Algoritma cinta, rumusnya tertera,
Di balik senyum avatar, jiwa merana.
Sentuhan layar, getar maya menyapa,
Rindu tercipta dari barisan angka.
Kata-kata manis, skrip sempurna,
Menyihir kalbu, melupakan logika.
Di dunia virtual, kita beradu pandang,
Profil terpilih, kisah dipesan.
Janji terucap, seindah rembulan,
Namun bayang-bayang, kesepian berkepanjangan.
Kucari wajahmu di antara kerumunan,
Bukan piksel sempurna, tapi sentuhan insan.

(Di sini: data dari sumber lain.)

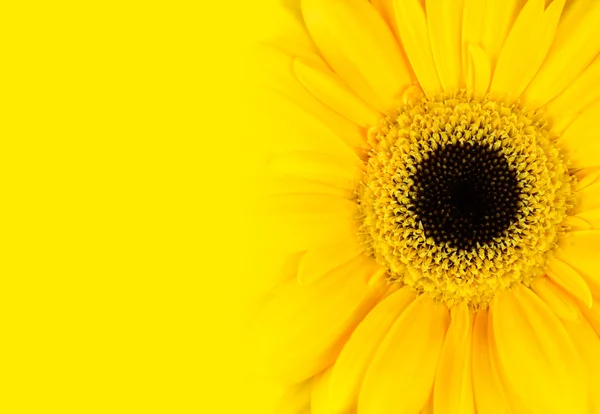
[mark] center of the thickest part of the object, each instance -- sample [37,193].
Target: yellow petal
[282,184]
[360,48]
[329,89]
[351,366]
[412,27]
[319,261]
[580,141]
[294,400]
[579,249]
[303,230]
[385,8]
[536,355]
[336,171]
[444,23]
[576,44]
[302,328]
[453,390]
[593,315]
[319,396]
[575,223]
[525,48]
[575,99]
[587,192]
[315,124]
[472,25]
[479,72]
[310,204]
[428,409]
[564,275]
[556,299]
[498,19]
[586,177]
[591,217]
[588,346]
[487,389]
[401,375]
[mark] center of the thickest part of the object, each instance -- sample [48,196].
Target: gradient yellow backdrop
[128,162]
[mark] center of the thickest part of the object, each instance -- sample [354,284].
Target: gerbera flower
[446,226]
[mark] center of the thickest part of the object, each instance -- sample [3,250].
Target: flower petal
[498,18]
[591,217]
[360,48]
[319,396]
[402,373]
[329,89]
[576,44]
[412,27]
[479,72]
[350,368]
[579,250]
[444,19]
[593,315]
[336,171]
[487,389]
[453,390]
[525,48]
[302,328]
[580,142]
[536,355]
[564,275]
[575,99]
[556,299]
[319,261]
[587,192]
[588,346]
[315,124]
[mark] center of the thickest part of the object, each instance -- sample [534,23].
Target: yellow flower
[446,225]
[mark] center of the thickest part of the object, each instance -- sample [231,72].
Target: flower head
[445,227]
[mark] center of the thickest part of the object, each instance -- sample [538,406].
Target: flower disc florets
[462,197]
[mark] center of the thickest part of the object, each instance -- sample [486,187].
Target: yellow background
[128,153]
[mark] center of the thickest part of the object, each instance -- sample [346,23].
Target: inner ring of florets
[465,194]
[462,197]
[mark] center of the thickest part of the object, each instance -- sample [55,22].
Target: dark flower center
[465,194]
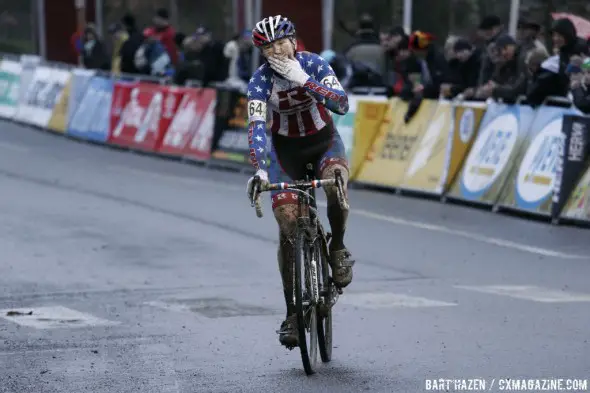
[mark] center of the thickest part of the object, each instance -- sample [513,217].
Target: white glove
[289,69]
[263,179]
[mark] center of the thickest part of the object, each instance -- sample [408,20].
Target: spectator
[489,29]
[239,53]
[580,86]
[543,77]
[527,37]
[509,80]
[94,55]
[566,44]
[152,58]
[119,36]
[130,46]
[391,40]
[342,67]
[407,70]
[192,67]
[366,48]
[210,53]
[433,65]
[454,67]
[164,32]
[469,58]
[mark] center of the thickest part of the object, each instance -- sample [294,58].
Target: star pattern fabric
[295,111]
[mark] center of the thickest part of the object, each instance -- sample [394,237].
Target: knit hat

Namun kau hadir, terlalu jauh di awan,
Terikat kode, tak terjangkau dekapan.
Layar menjadi jendela, sekaligus penjara,
Cinta digital, ilusinya membara.
Kita berdansa dalam irama yang berbeda,
Kau di sana, aku di sini, terpisah samudera.
Kau kirimkan emotikon hati berdebar,
Namun matamu kosong, tak ada getar.
Kau ucapkan sayang, tanpa ragu dan gentar,
Namun bibirmu beku, menyimpan rahasia kelam.
Kutulis puisi ini, di tengah malam sunyi,
Tentang cinta algoritma yang sering kali keji.
Menjanjikan surga, namun memberi janji,
Yang tak pernah ditepati, hingga pagi hari.
Luka di dunia nyata, menganga lebar,
Tercipta dari mimpi yang terlalu vulgar.
Kita membangun istana dari pasir bertebar,
Yang runtuh diterjang ombak, tak terhindar.
Kucoba hapus jejakmu dari memori,
Namun bayangmu tetap menghantui.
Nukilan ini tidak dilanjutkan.